Vázquez emergió del corazón del mundo popular uruguayo. Del oeste de Montevideo, que es, desde la era de los frigoríficos y hasta hoy, el gran bastión de la izquierda. Se movió siempre como pez en el agua en los ambientes pesados del mundo popular, como el fútbol y el carnaval. Se lo acusó, por supuesto, de populista. Y aunque haya terminado siendo la viva encarnación de eso que llaman «las instituciones», en su momento se lo calificó de outsider. No era un típico cuadro de los aparatos de la izquierda uruguaya. Uno de sus méritos, de hecho, fue lograr saltearse las formas estereotipadas de la militancia de izquierda para llegar a más gente. Su victoria mostró un camino para salir del aislamiento y la depresión.

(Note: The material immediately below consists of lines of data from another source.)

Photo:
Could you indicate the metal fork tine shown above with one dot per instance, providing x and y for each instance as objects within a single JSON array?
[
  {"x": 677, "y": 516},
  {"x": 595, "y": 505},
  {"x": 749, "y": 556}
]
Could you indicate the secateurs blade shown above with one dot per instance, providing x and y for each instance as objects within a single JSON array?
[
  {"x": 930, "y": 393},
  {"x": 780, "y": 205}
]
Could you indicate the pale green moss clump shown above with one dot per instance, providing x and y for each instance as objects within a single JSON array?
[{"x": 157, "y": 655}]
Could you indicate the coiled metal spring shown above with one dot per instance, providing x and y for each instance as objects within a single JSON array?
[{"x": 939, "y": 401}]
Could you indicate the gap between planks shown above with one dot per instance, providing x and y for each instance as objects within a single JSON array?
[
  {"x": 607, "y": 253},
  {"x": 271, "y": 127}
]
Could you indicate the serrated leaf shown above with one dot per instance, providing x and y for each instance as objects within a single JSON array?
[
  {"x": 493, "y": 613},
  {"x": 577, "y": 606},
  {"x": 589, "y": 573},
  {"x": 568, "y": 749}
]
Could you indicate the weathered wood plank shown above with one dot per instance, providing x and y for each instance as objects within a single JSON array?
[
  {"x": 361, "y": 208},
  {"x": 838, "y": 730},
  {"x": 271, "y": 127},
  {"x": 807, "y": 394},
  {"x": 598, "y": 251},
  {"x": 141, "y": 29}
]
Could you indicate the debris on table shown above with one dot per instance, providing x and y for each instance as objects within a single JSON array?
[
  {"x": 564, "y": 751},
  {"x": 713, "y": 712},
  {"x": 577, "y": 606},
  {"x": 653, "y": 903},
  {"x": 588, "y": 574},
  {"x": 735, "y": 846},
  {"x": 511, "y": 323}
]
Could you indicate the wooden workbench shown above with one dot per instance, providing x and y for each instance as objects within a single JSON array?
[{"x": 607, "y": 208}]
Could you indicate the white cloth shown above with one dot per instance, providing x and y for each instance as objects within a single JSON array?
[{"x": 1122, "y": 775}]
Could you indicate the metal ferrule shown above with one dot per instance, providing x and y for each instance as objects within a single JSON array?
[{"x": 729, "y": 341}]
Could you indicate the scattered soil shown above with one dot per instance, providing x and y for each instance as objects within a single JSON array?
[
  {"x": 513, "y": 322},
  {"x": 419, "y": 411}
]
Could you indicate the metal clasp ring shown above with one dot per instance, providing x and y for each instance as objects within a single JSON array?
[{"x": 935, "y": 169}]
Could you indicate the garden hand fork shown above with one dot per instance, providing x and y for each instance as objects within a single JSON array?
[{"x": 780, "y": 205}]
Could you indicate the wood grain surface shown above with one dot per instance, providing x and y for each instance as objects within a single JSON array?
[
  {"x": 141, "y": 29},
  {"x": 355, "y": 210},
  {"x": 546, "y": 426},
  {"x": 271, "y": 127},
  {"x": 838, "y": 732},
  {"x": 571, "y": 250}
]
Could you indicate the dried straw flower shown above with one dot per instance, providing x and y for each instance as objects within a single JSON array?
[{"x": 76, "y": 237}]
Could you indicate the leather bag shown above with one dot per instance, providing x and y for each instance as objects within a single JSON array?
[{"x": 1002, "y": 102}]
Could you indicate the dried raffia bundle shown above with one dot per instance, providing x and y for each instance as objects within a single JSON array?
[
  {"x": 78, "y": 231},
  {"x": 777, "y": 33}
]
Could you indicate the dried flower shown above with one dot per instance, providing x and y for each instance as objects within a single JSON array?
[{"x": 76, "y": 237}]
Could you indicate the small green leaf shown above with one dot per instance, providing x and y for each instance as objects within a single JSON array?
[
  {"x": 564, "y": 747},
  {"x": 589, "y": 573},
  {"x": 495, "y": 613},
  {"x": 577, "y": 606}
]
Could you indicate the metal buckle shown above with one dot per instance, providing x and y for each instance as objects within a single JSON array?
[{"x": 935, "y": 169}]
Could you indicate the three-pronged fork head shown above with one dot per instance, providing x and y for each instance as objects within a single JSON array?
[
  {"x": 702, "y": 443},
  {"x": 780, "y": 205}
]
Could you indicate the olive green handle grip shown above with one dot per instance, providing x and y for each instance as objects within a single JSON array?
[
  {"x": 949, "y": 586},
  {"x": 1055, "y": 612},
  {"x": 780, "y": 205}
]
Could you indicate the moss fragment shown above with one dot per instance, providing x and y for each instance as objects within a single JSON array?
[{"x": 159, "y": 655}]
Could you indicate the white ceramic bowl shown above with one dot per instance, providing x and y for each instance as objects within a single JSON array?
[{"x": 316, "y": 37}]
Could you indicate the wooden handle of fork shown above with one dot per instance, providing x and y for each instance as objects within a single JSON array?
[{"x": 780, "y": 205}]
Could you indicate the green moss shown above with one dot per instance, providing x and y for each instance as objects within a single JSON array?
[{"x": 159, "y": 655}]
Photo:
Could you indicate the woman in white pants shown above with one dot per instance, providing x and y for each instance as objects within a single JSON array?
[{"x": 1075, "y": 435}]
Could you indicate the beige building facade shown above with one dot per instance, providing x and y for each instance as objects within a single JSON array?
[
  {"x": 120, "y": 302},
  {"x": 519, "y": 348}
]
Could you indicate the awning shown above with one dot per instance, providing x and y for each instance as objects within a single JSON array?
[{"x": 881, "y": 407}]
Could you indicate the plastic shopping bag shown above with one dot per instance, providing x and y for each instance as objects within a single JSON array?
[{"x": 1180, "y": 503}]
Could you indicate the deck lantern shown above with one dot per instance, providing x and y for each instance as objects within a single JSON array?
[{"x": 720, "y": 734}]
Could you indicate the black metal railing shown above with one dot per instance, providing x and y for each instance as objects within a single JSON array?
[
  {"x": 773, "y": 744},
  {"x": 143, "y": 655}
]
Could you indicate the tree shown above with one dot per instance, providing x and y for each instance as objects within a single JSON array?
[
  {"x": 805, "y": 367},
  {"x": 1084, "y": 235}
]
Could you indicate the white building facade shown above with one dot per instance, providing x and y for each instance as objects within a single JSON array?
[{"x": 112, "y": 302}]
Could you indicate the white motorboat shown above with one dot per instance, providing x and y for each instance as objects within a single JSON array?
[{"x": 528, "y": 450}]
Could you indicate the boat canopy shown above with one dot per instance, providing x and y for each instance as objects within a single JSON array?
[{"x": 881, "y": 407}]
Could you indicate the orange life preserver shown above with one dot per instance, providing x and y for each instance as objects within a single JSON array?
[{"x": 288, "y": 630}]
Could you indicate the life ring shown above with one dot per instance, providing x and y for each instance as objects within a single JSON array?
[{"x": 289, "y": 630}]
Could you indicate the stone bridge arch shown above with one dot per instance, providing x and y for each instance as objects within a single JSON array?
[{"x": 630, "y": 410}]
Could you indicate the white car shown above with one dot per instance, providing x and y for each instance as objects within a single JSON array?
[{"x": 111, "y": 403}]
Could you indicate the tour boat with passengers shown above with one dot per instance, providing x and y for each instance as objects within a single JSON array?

El desafío que tenía por delante era tremendo. Nada menos que crear una estrategia cuando todo estaba perdido. Lo hizo. Si en los años sesenta la izquierda se propuso hablar con el pueblo insertándose en la larga corriente artiguista, aprendiendo a tocar milongas y juntándose de una vez por todas, los problemas de los noventa eran bien distintos. Vázquez entendió que para hablar con el pueblo era necesario hacer política para la televisión. La idea era desenfatizar el discurso revolucionario, insistir con medidas concretas que le mejoraran la vida a la gente, crear un comando político ágil que no dependiera de la siempre trancada interna frenteamplista y promover una política de alianzas amplia. Los símbolos artiguistas y el «hasta la victoria siempre» no desaparecieron, pero pasaron a un segundo plano respecto a una estética más popera, con menos rojo y más blanco, renovada. El nombre de la estrategia era Encuentro Progresista.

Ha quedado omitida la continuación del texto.